27 million in 2019 dollars) from citizens for not razing the city on their method to Washington D.C. Union soldiers under Major General Lew Wallace combated an effective delaying action, in what ended up being the last significant Confederate advance at the Battle of Monocacy, also referred to as the "Battle that saved Washington." The Monocacy National Battlefield lies simply southeast of the city limitations, along the Monocacy River at the B.
Railroad junction where two bridges cross the stream - an iron-truss bridge for the railroad and a covered wood bridge for the Frederick-Urbana-Georgetown Pike, which was the website of the main fight of July 1864. Some skirmishing happened more northeast of town at the stone-arched "Container Bridge" where the National Roadway crossed the Monocacy; and an artillery bombardment occurred along the National Roadway west of town near Red Male's Hill and Possibility Hall mansion as the Union soldiers pulled away eastward.
While Gettysburg National Battlefield of 1863 lies around 35 miles (56 km) to the north-northeast. The reconstructed home of Barbara Fritchie stands on West Patrick Street, just previous Carroll Creek linear park. Fritchie, a substantial figure in Maryland history in her own right, is buried in Frederick's Mount Olivet Cemetery.

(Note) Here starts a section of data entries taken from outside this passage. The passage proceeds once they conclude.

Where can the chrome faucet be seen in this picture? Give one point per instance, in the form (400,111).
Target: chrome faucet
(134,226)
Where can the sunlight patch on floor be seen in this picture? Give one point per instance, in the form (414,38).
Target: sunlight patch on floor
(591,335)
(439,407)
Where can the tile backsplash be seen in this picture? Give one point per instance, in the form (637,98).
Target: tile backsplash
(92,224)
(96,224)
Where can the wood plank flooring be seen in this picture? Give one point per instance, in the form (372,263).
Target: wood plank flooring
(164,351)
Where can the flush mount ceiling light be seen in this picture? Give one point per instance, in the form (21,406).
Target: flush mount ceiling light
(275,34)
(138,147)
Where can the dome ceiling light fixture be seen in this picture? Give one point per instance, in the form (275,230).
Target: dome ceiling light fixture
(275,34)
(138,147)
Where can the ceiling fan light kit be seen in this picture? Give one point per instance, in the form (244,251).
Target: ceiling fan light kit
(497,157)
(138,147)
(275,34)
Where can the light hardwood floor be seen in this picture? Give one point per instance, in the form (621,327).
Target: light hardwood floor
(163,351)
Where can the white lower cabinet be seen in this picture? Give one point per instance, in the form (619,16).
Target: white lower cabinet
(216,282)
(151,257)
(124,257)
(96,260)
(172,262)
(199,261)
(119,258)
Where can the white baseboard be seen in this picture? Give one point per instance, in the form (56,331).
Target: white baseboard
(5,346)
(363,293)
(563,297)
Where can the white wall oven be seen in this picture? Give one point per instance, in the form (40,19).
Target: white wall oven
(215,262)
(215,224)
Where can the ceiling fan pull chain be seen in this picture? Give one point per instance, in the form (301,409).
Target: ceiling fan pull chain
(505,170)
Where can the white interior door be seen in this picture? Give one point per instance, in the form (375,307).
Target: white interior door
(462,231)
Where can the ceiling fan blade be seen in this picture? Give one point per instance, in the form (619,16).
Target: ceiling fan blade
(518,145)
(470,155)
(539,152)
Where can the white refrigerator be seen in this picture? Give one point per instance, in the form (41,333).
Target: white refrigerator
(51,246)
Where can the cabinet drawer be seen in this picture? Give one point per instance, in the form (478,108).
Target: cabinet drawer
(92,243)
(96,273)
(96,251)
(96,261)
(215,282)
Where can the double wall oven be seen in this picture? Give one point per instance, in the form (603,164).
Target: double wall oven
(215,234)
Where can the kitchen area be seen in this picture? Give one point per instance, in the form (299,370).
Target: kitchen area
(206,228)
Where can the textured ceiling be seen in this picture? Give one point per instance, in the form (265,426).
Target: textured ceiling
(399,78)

Roosevelt when they stopped here in 1941 on an automobile trip to the governmental retreat, then called "Shangra-La" (now "Camp David") within the Catoctin Mountains near Thurmont. Admiral Winfield Scott Schley (18391911) was born at "Richfields", the mansion house of his father. He ended up being an important naval leader of the American fleet on board his flagship and heavy cruiser USS Baltimore in addition to Admiral William T.
Major Henry Schley's son, Dr. Fairfax Schley, was important in setting up the Frederick County Agricultural Society and the Great Frederick Fair. Gilmer Schley functioned as Mayor from 1919 to 1922, and the Schleys remained one of the town's leading households into the late-20th century. Nathaniel Wilson Schley, a prominent banker, and his partner Mary Margaret Schley assisted arrange and raise funds for the yearly Excellent Frederick Fair, among the two biggest agricultural fairs in the State.